Alla fine dell’anno scorso il tono della Federal Reserve è diventato drasticamente più aggressivo. Il 15 dicembre il presidente Jerome Powell ha infatti deciso di raddoppiare la riduzione degli acquisti mensili di obbligazioni. Quest’anno, nel tentativo di combattere l’impennata dell’inflazione, la Fed ha attuato una serie di rialzi dei tassi di interesse, partendo da un aumento dello 0,5% a marzo; a giugno e a luglio la Fed ha rincarato la dose emettendo due aumenti consecutivi dello 0,75%. 

Nonostante i dati dell’indice dei prezzi al consumo (IPC) negli Stati Uniti per il mese di luglio suggeriscano che l’inflazione potrebbe aver raggiunto l’apice, l’intervento del mese scorso di Powell a Jackson Hole indica che la Fed potrebbe non essere pronta a rallentare la sua politica monetaria. Si ipotizza infatti che alla riunione del Federal Open Market Committee il 15-16 settembre potrebbe essere deciso un nuovo aumento dei tassi dello 0,75%. 

L’attenzione della Fed, dei trader e degli investitori è rivolta ai dati sull’IPC del mese di agosto, che verranno pubblicati nel corso della giornata. Capiremo se l’inflazione USA sta continuando a diminuire o se il rallentamento osservato a luglio sia stato solo momentaneo. 

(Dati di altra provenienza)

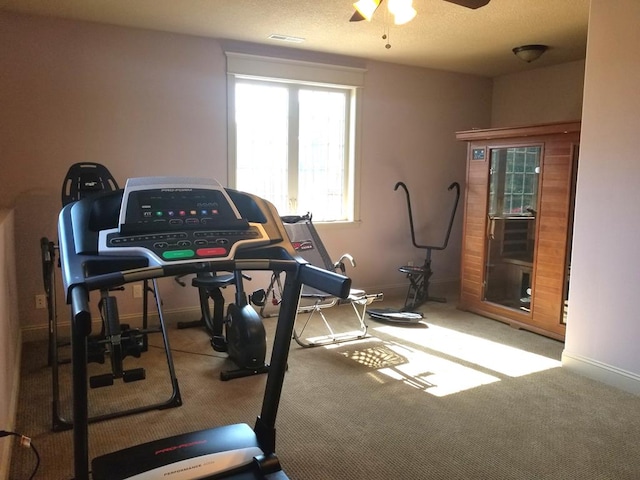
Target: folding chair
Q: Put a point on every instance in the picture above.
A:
(307, 243)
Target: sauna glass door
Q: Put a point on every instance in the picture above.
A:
(511, 225)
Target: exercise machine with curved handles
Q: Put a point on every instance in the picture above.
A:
(419, 276)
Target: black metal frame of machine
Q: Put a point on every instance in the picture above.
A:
(242, 232)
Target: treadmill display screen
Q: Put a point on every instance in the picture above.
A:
(167, 209)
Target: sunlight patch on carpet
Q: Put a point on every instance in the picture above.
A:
(494, 356)
(416, 369)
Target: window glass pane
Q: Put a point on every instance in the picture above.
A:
(321, 162)
(262, 119)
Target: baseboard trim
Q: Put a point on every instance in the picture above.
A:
(6, 447)
(602, 372)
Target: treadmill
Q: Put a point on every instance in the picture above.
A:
(170, 226)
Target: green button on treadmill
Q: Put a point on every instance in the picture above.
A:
(178, 254)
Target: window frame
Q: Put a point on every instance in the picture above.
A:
(315, 75)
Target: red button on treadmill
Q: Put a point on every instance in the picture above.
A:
(211, 252)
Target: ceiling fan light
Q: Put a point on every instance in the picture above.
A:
(529, 53)
(402, 11)
(404, 16)
(366, 8)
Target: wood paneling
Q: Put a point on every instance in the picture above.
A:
(554, 216)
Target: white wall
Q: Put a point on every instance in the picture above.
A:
(604, 320)
(541, 95)
(9, 337)
(150, 103)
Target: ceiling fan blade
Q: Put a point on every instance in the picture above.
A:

I dati guideranno la decisione di politica monetaria che la Fed prenderà entro il fine settimana, ma già all’apertura di oggi il mercato inizierà a scontare l’aspettativa sull’aumento percentuale dei tassi da parte della banca centrale statunitense. 

Le prospettive dell’oro

Storicamente l’oro spot ha tenuto meglio dei titoli auriferi, ma l’ultima grande corsa al rialzo dell’oro e dei titoli legati al metallo giallo — avvenuta durante il primo trimestre — ha spinto al rialzo l’intero settore, con i titoli auriferi che però hanno registrato un’impennata di durata leggermente più lunga. 

Da quel momento, l’oro spot e i titoli auriferi sono entrati in un trend al ribasso abbastanza consistente su intervalli di tempo più ampi (settimanali e mensili). Comunque, sul grafico giornaliero del 1° settembre sia l’oro spot che il GDX hanno iniziato a mostrare un trend al rialzo, il che potrebbe indicare l’arrivo di importanti inversioni verso l’alto.  

Il grafico di Bitcoin

Il 9 settembre Bitcoin ha annullato la sua tendenza giornaliera al ribasso e lunedì la criptovaluta ha riguadagnato la media mobile semplice a 50 giorni come supporto, il che potrebbe indicare che il sentiment a lungo termine su BTC sta diventando rialzista.  

Movimento dei prezzi di AEM 

Al momento della pubblicazione, nella sessione pre-market di martedì, le azioni di Agnico erano in calo del 2,97% a 43,50 dollari.